Dive Brief:
- The clock ticks: Congress has only a few weeks to consider legislation to extend the controversial pediatric priority review voucher (PRV) program, or it would expire before Oct. 1 after four years. The vouchers are given to companies to speed the review of pediatric rare disease drugs, but can be sold to other companies and used to decrease the review time for any drug.
- It comes as Sarepta contemplates selling the voucher it was awarded to get more money for commercialization of its recently approved Duchenne muscular dystrophy drug Exondys 51 (eteplirsen). Ending the program could possibly increase the demand for Sarepta's PRV.
- The Food and Drug Administration, which runs the program, opposes its continuation as being ineffective since many of the vouchers are sold and not used for pediatric rare disease drugs as intended. Meanwhile, advocates say it delivers on promises by hastening reviews for needed medicines in rare pediatric treatments.
Dive Insight:
Whether the program continues remains to be seen. Against the backdrop of possible political stagnation, millions of dollars are at stake for drugmakers as well as the speed of some medications going to market. While only less than a dozen drugmakers have held the vouchers, the pot of funds could grow for those who already have been awarded the vouchers if there are fewer companies to share it with, like a lottery winner, especially if the legislation dies. The price, the FDA has said in an overview of the program, "will depend on supply and demand."

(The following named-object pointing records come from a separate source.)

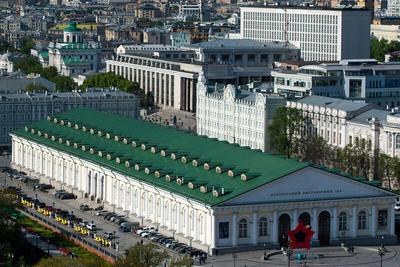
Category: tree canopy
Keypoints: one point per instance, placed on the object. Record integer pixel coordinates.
(141, 255)
(284, 130)
(379, 48)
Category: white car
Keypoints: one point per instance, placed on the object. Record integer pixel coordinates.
(108, 235)
(91, 226)
(145, 229)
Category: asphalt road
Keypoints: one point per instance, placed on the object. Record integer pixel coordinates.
(125, 240)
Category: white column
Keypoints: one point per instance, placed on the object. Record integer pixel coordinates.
(334, 224)
(155, 211)
(234, 229)
(195, 235)
(391, 220)
(171, 219)
(162, 222)
(314, 223)
(178, 222)
(188, 222)
(294, 219)
(213, 228)
(274, 238)
(372, 229)
(354, 222)
(254, 229)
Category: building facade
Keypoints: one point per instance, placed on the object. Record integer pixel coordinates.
(236, 115)
(20, 109)
(321, 34)
(74, 56)
(363, 79)
(170, 74)
(258, 198)
(344, 122)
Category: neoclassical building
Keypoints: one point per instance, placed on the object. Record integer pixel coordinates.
(343, 122)
(210, 194)
(236, 114)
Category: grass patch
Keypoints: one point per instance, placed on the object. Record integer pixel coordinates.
(59, 240)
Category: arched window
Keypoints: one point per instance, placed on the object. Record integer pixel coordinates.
(242, 228)
(263, 227)
(362, 220)
(398, 141)
(342, 221)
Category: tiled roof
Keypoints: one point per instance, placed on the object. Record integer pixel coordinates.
(242, 169)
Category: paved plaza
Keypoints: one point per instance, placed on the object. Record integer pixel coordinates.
(327, 256)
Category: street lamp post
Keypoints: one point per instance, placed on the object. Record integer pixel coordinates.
(289, 254)
(381, 253)
(265, 250)
(234, 256)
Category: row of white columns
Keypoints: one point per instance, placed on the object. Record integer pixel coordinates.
(314, 216)
(173, 215)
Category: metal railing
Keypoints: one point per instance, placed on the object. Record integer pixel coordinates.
(68, 234)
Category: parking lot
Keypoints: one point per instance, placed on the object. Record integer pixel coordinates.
(90, 221)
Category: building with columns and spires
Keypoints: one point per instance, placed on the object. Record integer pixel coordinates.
(210, 194)
(73, 56)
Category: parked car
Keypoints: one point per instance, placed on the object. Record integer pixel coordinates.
(109, 215)
(84, 207)
(156, 237)
(83, 223)
(91, 226)
(109, 235)
(125, 229)
(67, 196)
(145, 228)
(58, 192)
(101, 213)
(44, 187)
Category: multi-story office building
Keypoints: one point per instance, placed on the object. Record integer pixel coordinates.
(73, 56)
(364, 79)
(20, 109)
(344, 122)
(170, 74)
(236, 115)
(321, 34)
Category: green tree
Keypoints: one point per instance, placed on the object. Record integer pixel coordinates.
(142, 256)
(285, 129)
(35, 88)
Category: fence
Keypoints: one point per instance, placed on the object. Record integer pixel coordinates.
(108, 253)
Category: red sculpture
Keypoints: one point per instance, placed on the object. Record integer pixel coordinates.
(300, 237)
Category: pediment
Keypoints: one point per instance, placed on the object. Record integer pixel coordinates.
(309, 184)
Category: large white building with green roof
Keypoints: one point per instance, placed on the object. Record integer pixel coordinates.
(211, 194)
(73, 56)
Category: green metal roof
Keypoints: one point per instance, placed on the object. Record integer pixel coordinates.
(74, 60)
(155, 148)
(72, 28)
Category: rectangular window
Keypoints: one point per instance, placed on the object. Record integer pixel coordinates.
(382, 218)
(223, 230)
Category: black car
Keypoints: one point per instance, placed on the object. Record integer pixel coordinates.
(125, 229)
(109, 215)
(67, 196)
(84, 207)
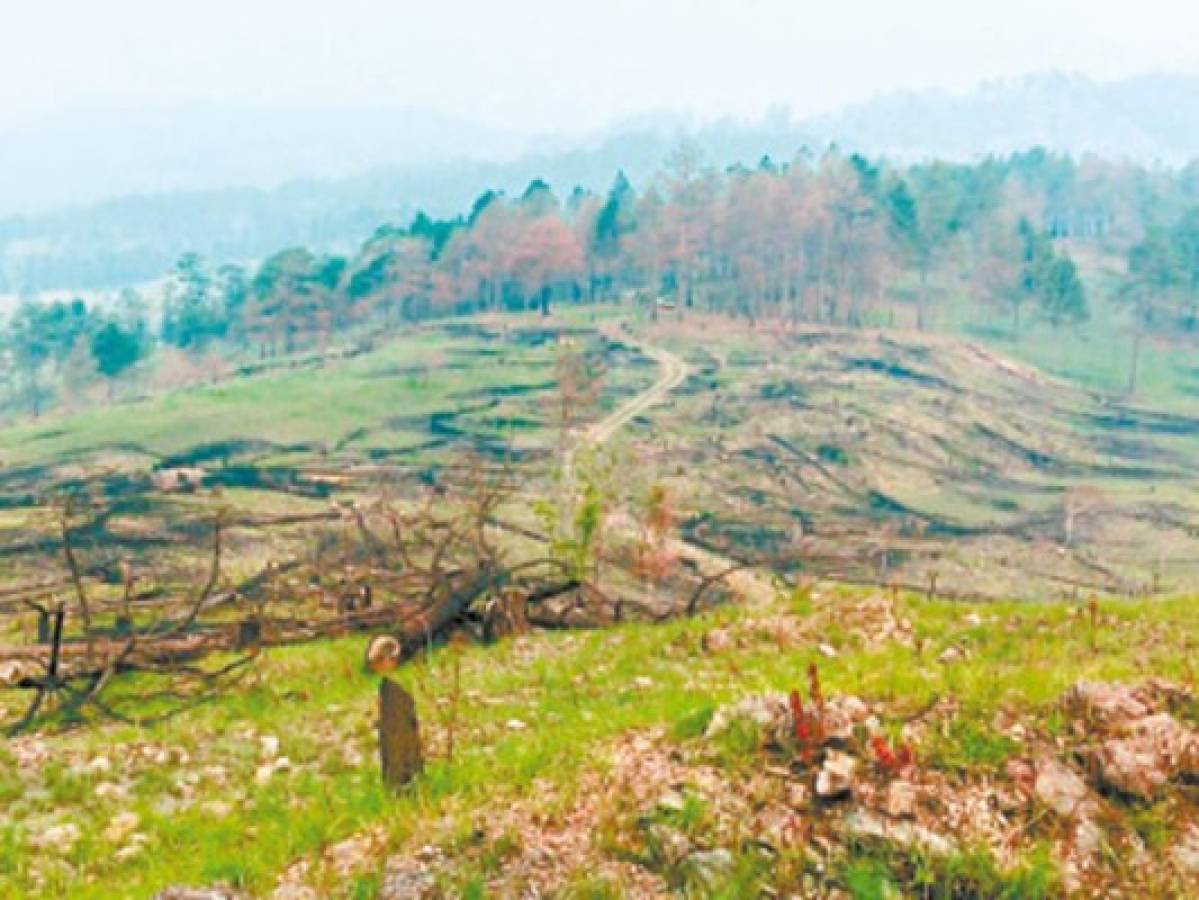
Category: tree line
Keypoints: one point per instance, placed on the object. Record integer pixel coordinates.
(836, 239)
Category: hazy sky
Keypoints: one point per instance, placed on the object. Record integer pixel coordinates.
(548, 65)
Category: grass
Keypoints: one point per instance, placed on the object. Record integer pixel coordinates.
(206, 820)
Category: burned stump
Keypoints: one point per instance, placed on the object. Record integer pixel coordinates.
(399, 736)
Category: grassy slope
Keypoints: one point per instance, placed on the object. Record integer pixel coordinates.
(574, 692)
(1096, 354)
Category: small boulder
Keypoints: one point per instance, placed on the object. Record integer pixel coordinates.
(901, 801)
(836, 775)
(709, 870)
(1062, 790)
(1151, 753)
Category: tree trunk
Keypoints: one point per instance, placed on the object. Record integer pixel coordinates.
(1134, 363)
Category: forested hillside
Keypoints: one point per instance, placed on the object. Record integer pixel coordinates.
(325, 177)
(1032, 242)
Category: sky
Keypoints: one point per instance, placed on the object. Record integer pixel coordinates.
(544, 66)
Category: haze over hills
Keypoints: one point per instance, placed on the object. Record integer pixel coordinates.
(238, 183)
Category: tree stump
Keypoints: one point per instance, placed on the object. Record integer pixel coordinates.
(399, 736)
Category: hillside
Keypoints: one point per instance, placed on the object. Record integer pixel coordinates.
(633, 735)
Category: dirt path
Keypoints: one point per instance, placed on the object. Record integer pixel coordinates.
(753, 586)
(674, 373)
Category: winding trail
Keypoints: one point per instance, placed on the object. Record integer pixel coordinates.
(674, 373)
(752, 585)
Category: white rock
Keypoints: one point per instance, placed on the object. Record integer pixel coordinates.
(836, 777)
(121, 826)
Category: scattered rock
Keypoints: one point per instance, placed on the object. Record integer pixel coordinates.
(718, 640)
(269, 747)
(668, 846)
(861, 823)
(384, 653)
(1155, 750)
(771, 713)
(185, 893)
(901, 801)
(951, 654)
(290, 891)
(121, 826)
(841, 714)
(1186, 852)
(399, 736)
(1061, 790)
(1106, 704)
(836, 775)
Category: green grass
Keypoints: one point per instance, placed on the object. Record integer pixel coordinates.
(284, 408)
(574, 692)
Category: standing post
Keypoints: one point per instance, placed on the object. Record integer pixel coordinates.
(399, 736)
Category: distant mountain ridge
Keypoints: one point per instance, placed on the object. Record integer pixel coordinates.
(327, 177)
(1148, 119)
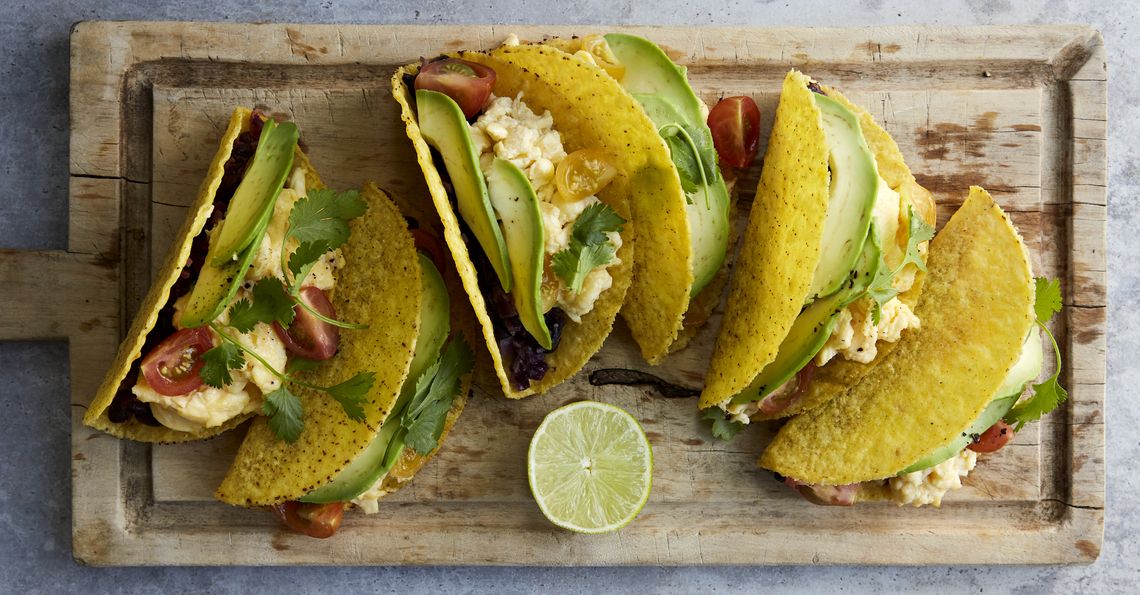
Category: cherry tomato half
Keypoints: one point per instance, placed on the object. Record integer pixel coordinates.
(171, 368)
(466, 82)
(584, 172)
(735, 127)
(314, 520)
(309, 336)
(993, 439)
(429, 244)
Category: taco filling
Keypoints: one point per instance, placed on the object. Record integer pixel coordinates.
(539, 237)
(252, 301)
(872, 244)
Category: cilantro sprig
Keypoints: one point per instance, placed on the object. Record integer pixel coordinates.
(436, 390)
(319, 223)
(881, 288)
(283, 408)
(1048, 394)
(589, 246)
(723, 429)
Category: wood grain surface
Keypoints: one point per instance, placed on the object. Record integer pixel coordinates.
(1019, 111)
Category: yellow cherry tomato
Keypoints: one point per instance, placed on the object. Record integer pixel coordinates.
(584, 172)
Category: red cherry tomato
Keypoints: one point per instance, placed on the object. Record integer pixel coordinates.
(309, 336)
(314, 520)
(429, 244)
(735, 127)
(466, 82)
(993, 439)
(171, 368)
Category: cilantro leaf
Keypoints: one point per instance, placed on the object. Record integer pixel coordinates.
(270, 303)
(303, 258)
(919, 231)
(723, 429)
(218, 361)
(285, 414)
(575, 262)
(351, 393)
(594, 222)
(684, 159)
(1048, 394)
(589, 246)
(436, 391)
(1048, 299)
(881, 288)
(323, 216)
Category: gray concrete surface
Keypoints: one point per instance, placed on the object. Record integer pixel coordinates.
(34, 491)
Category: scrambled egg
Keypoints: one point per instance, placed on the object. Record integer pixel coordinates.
(368, 500)
(208, 406)
(856, 335)
(510, 130)
(930, 485)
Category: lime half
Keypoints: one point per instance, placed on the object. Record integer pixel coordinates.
(589, 467)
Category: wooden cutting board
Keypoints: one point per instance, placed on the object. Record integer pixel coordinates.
(1019, 111)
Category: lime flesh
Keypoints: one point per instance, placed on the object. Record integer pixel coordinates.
(589, 467)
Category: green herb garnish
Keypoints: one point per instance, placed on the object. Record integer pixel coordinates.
(1049, 394)
(589, 246)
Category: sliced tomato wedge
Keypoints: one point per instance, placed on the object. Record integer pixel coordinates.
(735, 127)
(171, 368)
(466, 82)
(584, 172)
(993, 439)
(429, 244)
(309, 336)
(314, 520)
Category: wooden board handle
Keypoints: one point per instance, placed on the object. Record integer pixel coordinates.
(56, 294)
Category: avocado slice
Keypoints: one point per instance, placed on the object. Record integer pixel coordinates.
(853, 189)
(445, 128)
(664, 91)
(813, 326)
(515, 202)
(379, 457)
(1026, 368)
(245, 223)
(257, 194)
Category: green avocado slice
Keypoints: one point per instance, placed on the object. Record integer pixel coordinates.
(853, 189)
(514, 200)
(257, 194)
(237, 239)
(813, 326)
(664, 91)
(445, 128)
(371, 464)
(1026, 368)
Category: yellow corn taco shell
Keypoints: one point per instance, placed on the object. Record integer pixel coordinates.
(379, 285)
(131, 348)
(976, 310)
(781, 246)
(572, 91)
(658, 309)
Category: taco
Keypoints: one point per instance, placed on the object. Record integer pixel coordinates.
(684, 236)
(830, 267)
(911, 429)
(538, 227)
(242, 300)
(423, 365)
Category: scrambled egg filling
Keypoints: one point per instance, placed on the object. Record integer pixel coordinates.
(856, 336)
(510, 130)
(208, 406)
(929, 486)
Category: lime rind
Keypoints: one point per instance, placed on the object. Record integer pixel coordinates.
(589, 467)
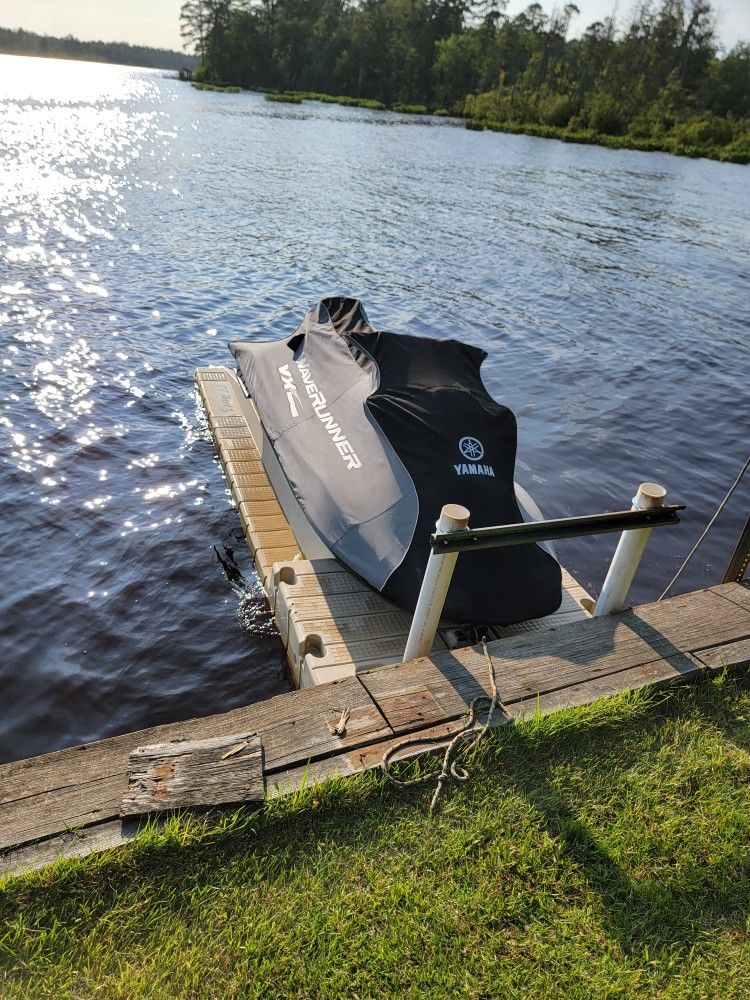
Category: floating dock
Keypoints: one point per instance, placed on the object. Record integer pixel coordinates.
(331, 623)
(344, 644)
(71, 802)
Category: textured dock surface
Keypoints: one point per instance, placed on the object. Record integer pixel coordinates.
(331, 623)
(69, 802)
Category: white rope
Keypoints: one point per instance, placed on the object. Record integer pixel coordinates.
(451, 767)
(710, 524)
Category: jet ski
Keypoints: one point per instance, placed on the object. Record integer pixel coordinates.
(374, 432)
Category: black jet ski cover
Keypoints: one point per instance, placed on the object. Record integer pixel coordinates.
(375, 433)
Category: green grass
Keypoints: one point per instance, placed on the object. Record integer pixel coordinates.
(735, 153)
(220, 88)
(596, 853)
(284, 98)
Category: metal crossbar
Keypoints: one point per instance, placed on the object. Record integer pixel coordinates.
(469, 539)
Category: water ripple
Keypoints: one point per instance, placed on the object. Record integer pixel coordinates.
(143, 224)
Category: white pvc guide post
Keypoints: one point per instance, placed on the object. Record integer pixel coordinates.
(435, 585)
(628, 554)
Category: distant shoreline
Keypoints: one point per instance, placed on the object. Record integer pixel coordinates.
(588, 137)
(30, 45)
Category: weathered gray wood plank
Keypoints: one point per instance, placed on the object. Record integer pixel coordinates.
(45, 796)
(190, 773)
(732, 654)
(737, 593)
(70, 788)
(536, 663)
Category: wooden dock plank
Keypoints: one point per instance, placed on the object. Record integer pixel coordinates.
(279, 555)
(570, 665)
(82, 785)
(178, 775)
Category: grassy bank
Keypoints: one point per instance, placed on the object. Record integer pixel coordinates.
(595, 853)
(739, 153)
(680, 143)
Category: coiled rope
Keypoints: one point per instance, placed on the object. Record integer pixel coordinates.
(708, 527)
(451, 768)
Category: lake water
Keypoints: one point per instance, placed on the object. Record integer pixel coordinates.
(143, 224)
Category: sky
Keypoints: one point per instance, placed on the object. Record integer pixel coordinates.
(156, 22)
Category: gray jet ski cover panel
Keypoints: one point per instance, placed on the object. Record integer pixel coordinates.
(375, 433)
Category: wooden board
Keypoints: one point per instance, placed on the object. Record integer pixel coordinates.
(190, 773)
(44, 798)
(73, 788)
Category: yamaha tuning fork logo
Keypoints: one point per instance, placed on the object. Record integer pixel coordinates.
(472, 449)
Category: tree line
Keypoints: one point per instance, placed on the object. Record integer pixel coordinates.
(659, 74)
(27, 43)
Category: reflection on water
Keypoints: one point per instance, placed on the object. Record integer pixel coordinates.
(143, 224)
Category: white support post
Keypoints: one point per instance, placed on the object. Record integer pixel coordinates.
(435, 585)
(628, 554)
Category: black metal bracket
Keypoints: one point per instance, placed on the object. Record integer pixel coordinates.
(469, 539)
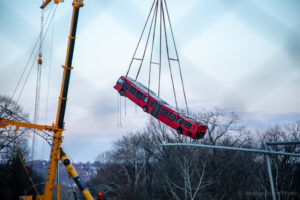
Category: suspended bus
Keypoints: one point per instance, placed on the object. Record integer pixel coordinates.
(152, 104)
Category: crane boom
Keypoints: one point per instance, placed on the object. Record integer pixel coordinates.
(57, 136)
(56, 152)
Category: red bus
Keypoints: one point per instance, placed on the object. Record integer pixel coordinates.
(152, 104)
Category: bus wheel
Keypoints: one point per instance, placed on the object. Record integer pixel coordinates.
(179, 130)
(121, 92)
(145, 108)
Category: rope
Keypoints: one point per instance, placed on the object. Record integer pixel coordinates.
(133, 57)
(22, 161)
(159, 73)
(167, 48)
(29, 59)
(49, 72)
(142, 60)
(47, 137)
(153, 40)
(51, 20)
(176, 56)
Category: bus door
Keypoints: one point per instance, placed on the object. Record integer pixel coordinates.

Sarepta Therapeutics is one company that may be sitting on a potentially lucrative sale of the PRV after it won the award from the FDA last week, at the same time it received conditional approval for its long-sought DMD drug. It was the first company given the go-ahead by the FDA to treat the disease.
Sarepta Chief Financial Officer Sandy Mahatme said the company is considering selling the PRV to assist with financing of Exondys 51 and clinical development. Unloading the voucher would be no surprise because drug companies are seeing great returns by doing so. As of Dec. 31, 2015, there were 11 requests for the PRV, with six awarded, and four were sold to others at prices ranging from $67.5 million to $350 million, according to a General Accountability Office (GAO) report on the program.
In the meantime, there are the political issues that may eventually determine the fate of the program itself.
Previously, Congress extended the PRV until this fall, and if it does not review the program, then the FDA will stop awarding the vouchers. In a report, the FDA observed, "Members of Congress seem to like the voucher program (although also seeing scope for improvement), as evidenced by votes to extend the program to additional diseases, which suggests that Congress will probably renew the program."
Whether Congress supports the position of Casey and other PRV advocates is unknown thus far. It is possible the program could be included in other legislation, although no steps have been made to do that.